ATORES, ENCENADORES - LXVIII
EVOCAÇÃO DE NICOLAU BREYNER
Uma breve nota pessoal, a propósito da morte inesperada de Nicolau Breyner, para evocar o início da carreira deste brilhante e talentoso homem de espetáculo: e isto no sentido mais abrangente do termo, na medida em que Nicolau representa um paradigma brilhante da geração de artistas portugueses que iniciaram a transição do teatro- espetáculo direto para o espetáculo televisivo.
Mas sem por isso deixar de ser destacado ator de teatro, com um historial muito relevante na carreira própria e na carreira dos outros artistas intervenientes, e também no historial da própria televisão portuguesa. Aí, como bem sabemos, Nicolau não se limitou a ser o grande ator que efetivamente foi: a sua intervenção e criação televisiva – e recordo, a propósito, o referencial Senhor Contente e Senhor Feliz, e recordo a renovação qualificada da novela – marcaram uma época iniciática.
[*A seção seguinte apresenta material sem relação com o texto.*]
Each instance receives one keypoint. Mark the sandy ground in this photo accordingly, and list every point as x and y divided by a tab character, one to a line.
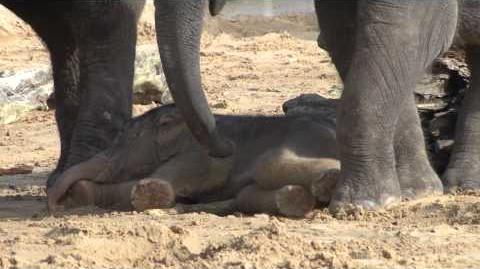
243	73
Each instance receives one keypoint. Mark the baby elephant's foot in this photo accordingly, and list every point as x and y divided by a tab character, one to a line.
152	193
290	201
323	187
462	179
82	193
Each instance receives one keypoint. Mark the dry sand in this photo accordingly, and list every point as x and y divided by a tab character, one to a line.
243	73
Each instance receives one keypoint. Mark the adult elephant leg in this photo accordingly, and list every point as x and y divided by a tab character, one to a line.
390	49
413	169
463	171
105	33
416	175
47	21
179	28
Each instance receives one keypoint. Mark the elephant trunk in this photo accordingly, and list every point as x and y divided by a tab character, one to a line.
85	170
179	27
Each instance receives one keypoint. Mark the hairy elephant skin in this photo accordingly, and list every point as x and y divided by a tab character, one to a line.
277	169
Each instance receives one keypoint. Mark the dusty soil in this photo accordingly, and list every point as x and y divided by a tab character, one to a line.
243	73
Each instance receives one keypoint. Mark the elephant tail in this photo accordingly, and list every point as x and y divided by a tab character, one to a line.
85	170
215	6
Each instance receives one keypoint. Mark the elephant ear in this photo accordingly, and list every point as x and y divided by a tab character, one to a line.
215	6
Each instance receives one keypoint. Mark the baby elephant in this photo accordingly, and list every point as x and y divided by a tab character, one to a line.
282	165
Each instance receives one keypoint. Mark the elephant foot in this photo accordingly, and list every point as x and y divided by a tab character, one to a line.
152	193
369	194
418	179
294	201
323	187
462	179
83	193
52	178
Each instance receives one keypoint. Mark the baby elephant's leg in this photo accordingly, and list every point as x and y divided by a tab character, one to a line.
290	201
136	195
281	167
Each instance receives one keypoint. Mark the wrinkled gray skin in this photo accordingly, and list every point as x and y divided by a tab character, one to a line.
463	171
277	167
380	49
92	50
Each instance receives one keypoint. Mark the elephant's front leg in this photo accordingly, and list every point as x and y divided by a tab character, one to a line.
463	171
416	175
56	33
395	41
106	51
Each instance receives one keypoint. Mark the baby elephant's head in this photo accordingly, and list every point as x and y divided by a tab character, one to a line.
147	142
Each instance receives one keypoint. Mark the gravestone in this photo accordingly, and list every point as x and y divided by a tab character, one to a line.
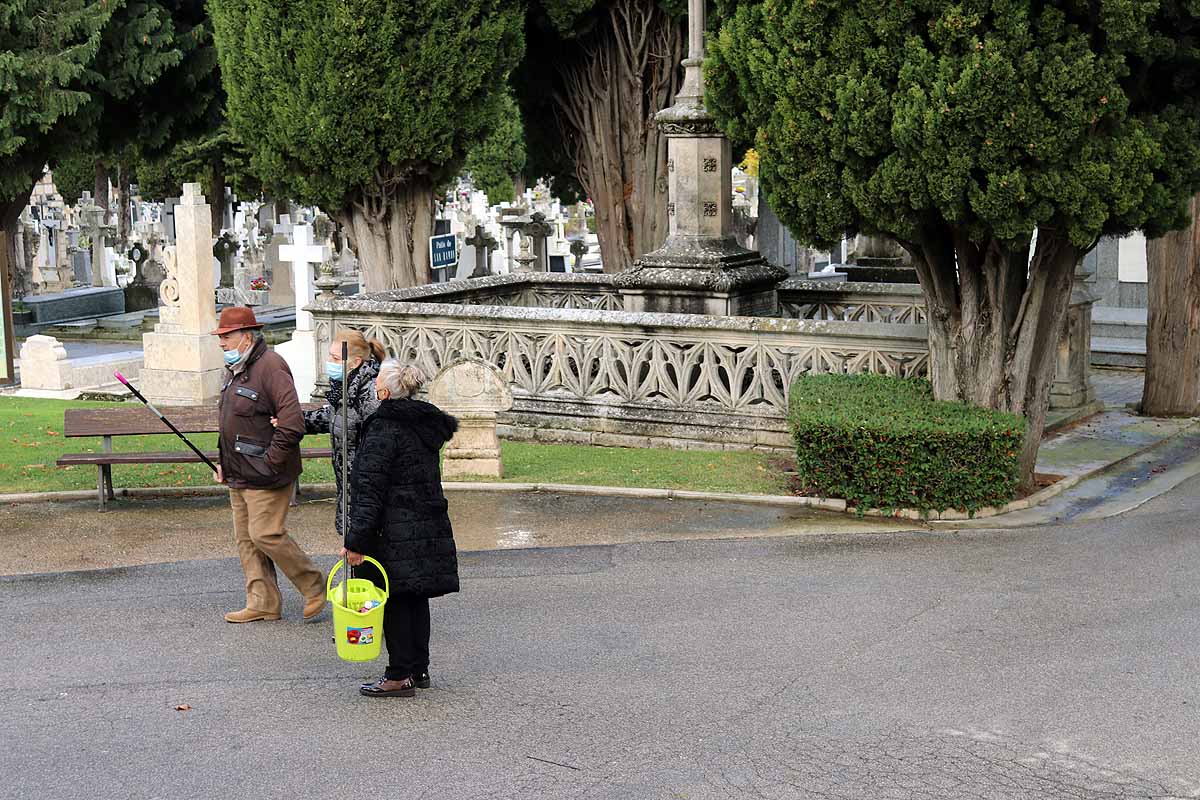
539	230
279	272
473	392
93	218
481	245
47	371
225	250
183	359
168	218
301	350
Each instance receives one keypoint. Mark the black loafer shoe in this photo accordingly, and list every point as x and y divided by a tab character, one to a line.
389	689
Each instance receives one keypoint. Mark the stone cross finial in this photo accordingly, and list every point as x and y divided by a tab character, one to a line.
539	230
304	253
484	244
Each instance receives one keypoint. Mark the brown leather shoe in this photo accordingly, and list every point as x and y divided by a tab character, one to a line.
250	615
313	606
385	687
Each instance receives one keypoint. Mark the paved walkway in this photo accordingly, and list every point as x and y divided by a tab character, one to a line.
1047	663
54	536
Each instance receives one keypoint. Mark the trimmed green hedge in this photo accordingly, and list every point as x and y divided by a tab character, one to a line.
886	443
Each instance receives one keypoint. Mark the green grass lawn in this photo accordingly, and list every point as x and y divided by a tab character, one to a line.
31	439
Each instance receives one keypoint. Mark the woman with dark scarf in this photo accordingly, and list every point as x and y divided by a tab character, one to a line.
361	366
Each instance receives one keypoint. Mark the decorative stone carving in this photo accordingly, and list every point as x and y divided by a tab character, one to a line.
474	392
635	379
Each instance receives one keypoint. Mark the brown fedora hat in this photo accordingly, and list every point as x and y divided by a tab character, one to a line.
235	318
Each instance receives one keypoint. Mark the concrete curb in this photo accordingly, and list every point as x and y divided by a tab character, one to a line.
459	486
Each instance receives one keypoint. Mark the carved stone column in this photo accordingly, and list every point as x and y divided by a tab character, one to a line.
700	269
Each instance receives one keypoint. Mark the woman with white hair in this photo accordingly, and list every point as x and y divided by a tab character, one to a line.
400	518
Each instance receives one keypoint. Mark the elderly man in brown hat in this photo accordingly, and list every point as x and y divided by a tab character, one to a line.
261	462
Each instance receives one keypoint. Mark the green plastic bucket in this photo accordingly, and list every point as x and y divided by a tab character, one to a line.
357	633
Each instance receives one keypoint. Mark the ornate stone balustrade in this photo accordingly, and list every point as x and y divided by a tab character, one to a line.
525	290
852	302
585	374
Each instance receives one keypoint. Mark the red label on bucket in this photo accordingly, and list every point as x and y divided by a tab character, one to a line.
360	635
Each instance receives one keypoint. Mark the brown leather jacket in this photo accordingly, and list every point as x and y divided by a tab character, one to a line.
253	453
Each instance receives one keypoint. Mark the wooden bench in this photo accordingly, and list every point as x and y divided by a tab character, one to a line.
139	421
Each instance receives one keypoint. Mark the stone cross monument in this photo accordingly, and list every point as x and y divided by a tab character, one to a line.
701	269
484	244
183	359
301	353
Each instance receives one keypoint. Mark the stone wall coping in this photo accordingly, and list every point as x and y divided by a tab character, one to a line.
347	308
517	280
851	288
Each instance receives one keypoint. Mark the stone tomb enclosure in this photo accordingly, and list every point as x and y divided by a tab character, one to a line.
474	392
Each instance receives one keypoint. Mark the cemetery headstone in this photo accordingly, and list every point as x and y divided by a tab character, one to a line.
481	244
183	359
539	230
223	250
301	353
475	394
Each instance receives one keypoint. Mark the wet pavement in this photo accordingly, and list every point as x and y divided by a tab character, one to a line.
1039	663
1104	439
55	536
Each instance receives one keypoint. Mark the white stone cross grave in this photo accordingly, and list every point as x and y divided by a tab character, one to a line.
301	352
304	254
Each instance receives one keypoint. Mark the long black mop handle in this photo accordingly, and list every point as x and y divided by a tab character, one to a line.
165	420
346	467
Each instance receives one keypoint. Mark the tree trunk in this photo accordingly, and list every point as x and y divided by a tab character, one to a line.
100	187
1173	332
628	71
214	191
390	232
10	222
995	324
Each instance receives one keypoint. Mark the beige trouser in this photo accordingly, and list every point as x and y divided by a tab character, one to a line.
259	524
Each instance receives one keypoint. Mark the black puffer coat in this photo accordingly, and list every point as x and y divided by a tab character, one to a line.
399	513
328	419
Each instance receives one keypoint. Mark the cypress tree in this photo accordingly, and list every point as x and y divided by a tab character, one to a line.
960	130
365	108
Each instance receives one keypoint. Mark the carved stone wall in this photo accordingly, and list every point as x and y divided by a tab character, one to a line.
628	379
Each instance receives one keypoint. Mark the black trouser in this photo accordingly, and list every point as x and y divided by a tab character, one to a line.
406	630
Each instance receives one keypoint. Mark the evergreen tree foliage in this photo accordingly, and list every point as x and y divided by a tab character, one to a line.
160	79
501	157
594	76
363	107
960	128
47	56
73	175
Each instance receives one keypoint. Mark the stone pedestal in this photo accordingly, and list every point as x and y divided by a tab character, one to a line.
1072	386
183	359
701	269
47	372
473	392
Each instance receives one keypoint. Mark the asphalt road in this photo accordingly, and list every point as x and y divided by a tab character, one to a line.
1053	662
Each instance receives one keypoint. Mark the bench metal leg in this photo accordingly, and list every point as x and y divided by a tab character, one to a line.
105	480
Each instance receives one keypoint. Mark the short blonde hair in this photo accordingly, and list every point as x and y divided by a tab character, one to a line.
401	379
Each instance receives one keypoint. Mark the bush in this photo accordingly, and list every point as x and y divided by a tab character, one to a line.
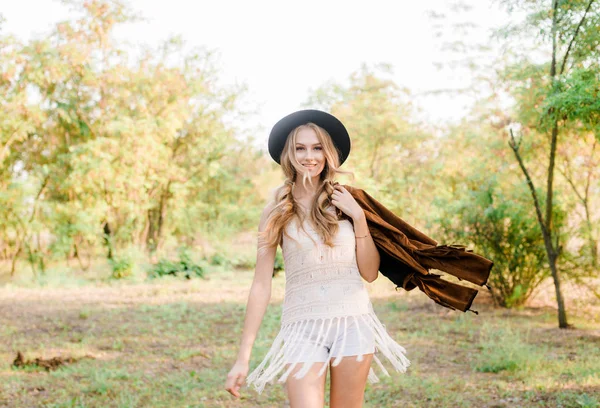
121	267
184	267
501	224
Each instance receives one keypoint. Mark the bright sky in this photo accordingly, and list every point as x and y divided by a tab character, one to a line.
282	50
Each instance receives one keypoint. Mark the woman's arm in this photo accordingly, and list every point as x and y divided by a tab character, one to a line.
367	256
260	294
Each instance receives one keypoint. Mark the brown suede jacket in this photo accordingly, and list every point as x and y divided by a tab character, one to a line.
407	255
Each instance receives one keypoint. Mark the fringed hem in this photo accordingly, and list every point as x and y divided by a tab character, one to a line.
275	360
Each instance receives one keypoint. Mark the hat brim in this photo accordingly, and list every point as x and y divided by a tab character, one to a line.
333	126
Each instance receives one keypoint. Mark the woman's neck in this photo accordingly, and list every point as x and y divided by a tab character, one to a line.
301	192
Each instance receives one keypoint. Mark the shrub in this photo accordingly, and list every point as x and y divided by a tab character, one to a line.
501	224
121	267
184	267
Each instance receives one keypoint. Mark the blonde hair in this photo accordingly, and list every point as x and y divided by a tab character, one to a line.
285	206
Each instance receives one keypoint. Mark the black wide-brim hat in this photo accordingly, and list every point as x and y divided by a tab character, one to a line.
330	123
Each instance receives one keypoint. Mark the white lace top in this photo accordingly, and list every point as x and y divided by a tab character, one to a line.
323	283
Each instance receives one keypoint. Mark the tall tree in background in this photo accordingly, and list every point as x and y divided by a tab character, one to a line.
570	30
101	148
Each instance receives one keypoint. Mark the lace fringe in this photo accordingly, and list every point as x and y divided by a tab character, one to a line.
276	361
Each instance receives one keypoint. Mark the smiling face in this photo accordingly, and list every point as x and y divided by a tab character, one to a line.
309	151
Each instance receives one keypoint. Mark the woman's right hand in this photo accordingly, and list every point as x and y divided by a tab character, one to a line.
236	378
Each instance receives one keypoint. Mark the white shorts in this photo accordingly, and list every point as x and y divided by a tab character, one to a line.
307	347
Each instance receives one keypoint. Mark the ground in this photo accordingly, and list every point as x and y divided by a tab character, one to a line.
171	343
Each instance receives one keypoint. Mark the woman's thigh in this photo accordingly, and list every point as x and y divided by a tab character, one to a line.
308	391
348	382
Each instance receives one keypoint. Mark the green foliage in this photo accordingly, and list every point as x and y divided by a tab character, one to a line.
122	267
500	223
185	267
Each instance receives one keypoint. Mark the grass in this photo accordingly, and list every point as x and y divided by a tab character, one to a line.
170	343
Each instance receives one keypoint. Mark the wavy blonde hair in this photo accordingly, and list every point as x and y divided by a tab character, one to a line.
285	206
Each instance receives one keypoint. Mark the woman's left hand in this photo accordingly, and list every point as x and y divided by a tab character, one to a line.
343	200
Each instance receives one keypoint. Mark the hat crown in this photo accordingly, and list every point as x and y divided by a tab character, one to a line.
336	129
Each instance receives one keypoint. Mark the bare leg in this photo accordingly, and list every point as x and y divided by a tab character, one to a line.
348	382
309	391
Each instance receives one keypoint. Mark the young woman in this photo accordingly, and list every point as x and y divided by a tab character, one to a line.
327	318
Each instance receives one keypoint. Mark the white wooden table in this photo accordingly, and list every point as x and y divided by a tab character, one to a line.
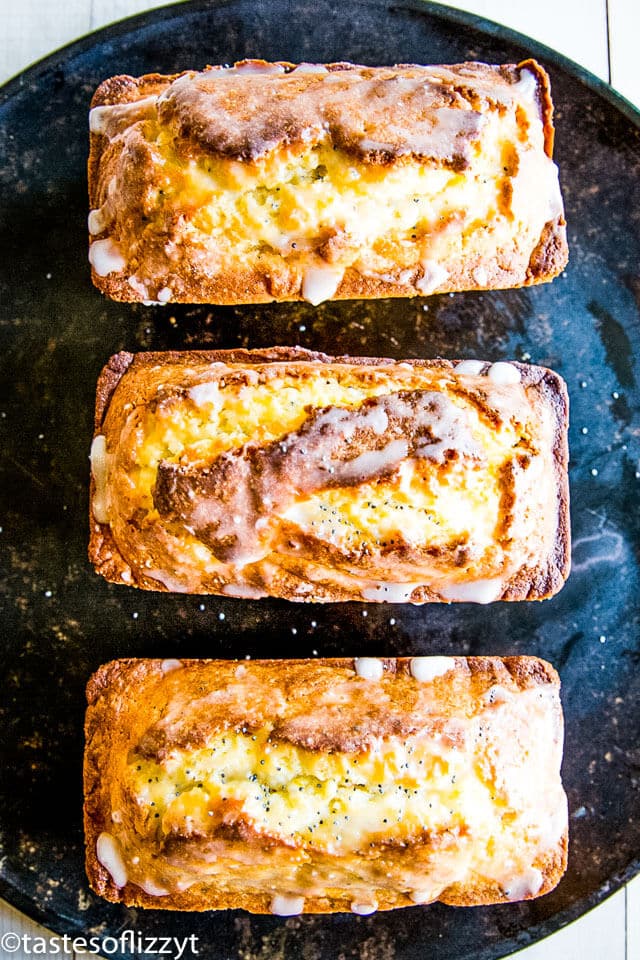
601	35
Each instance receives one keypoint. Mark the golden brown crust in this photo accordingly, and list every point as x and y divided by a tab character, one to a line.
148	709
144	232
125	376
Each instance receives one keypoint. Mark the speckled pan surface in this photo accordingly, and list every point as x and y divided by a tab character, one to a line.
60	621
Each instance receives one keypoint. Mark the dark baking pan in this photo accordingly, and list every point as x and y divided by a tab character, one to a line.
60	620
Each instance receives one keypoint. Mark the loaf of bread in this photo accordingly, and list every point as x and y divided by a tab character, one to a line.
271	181
292	474
324	785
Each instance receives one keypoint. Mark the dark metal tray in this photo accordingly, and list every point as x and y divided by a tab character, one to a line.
60	621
E sobretudo, evoco aqui a sua passagem pelo então Conservatório Nacional, onde iniciou a formação de ator a partir de 1958. Ora, como já tenho escrito, foi por essa altura que eu próprio passei a frequentar, quase diariamente, alem das aulas da Faculdade de e Direito, as aulas da então chamada Secção de Teatro do Conservatório Nacional, como aluno da cadeira de Filosofia do Teatro dirigida e ministrada exemplarmente por Fernando Amado.
Eramos na altura um grupo de cerca de 20 estudantes, a rondar os 17-18 anos. Posso recordar, e tenho-o aqui feito, nomes que prosseguiram as carreiras: desde logo Nicolau Breyner, mas também Irene Cruz, Henriqueta Maia, Florbela Queiroz, Rui Matos, Fernanda Figueiredo, Vítor Ribeiro, Clara Rocha, Benjamim Falcão, Natércia Gonzaga e outros.
Ora, nesse mesmo ano letivo de 1958 -1959, a Escola passou por uma transição: a disciplina então chamada Arte de Representar e Encenação foi ministrada durante toda a temporada escolar por Fernando Amado, isto pela aposentação do anterior titular, o ator Samuel Dinis, e antes da posse de Álvaro Benamor como novo titular da cadeira.
E já aqui tenho recordado a qualidade do ensino e dos repertórios que, no quadro de uma escola nos anos 50/60, Fernando Amado selecionou: para além dos clássicos em interpretações e encenações modernas de Gil Vicente e dos outros clássicos portugueses e europeus, o Conservatório apresentou em público, por vezes pela primeira vez em Portugal, autores como Thorton Wilder, Federico Garcia Lorca, Eugene O’Neill e outros mais – além de peças de Fernando Amado, de notável qualidade.
Ora o que importa aqui lembrar é que o aluno Nicolau Breyner desde logo marcou pelo talento. E de tal forma que surge pela mesma época e em temporadas teatrais seguintes, em grandes companhias profissionais, como o Teatro Nacional Popular – TNP de Francisco Ribeiro- Ribeirinho e em outras, e tanto em papeis dramáticos como em papeis cómicos – “ator cómico de notáveis recursos histriónicos” escreveu Luís Francisco Rebello.
Nicolau Breyner fez uma longa e brilhante carreira inovadora em tantos aspetos da arte de espetáculo, com mais de 40 filmes desde 1961 (“Raça” de Augusto Fraga) e na televisão, desde 1966 até este mês.
Amplamente se justifica esta evocação.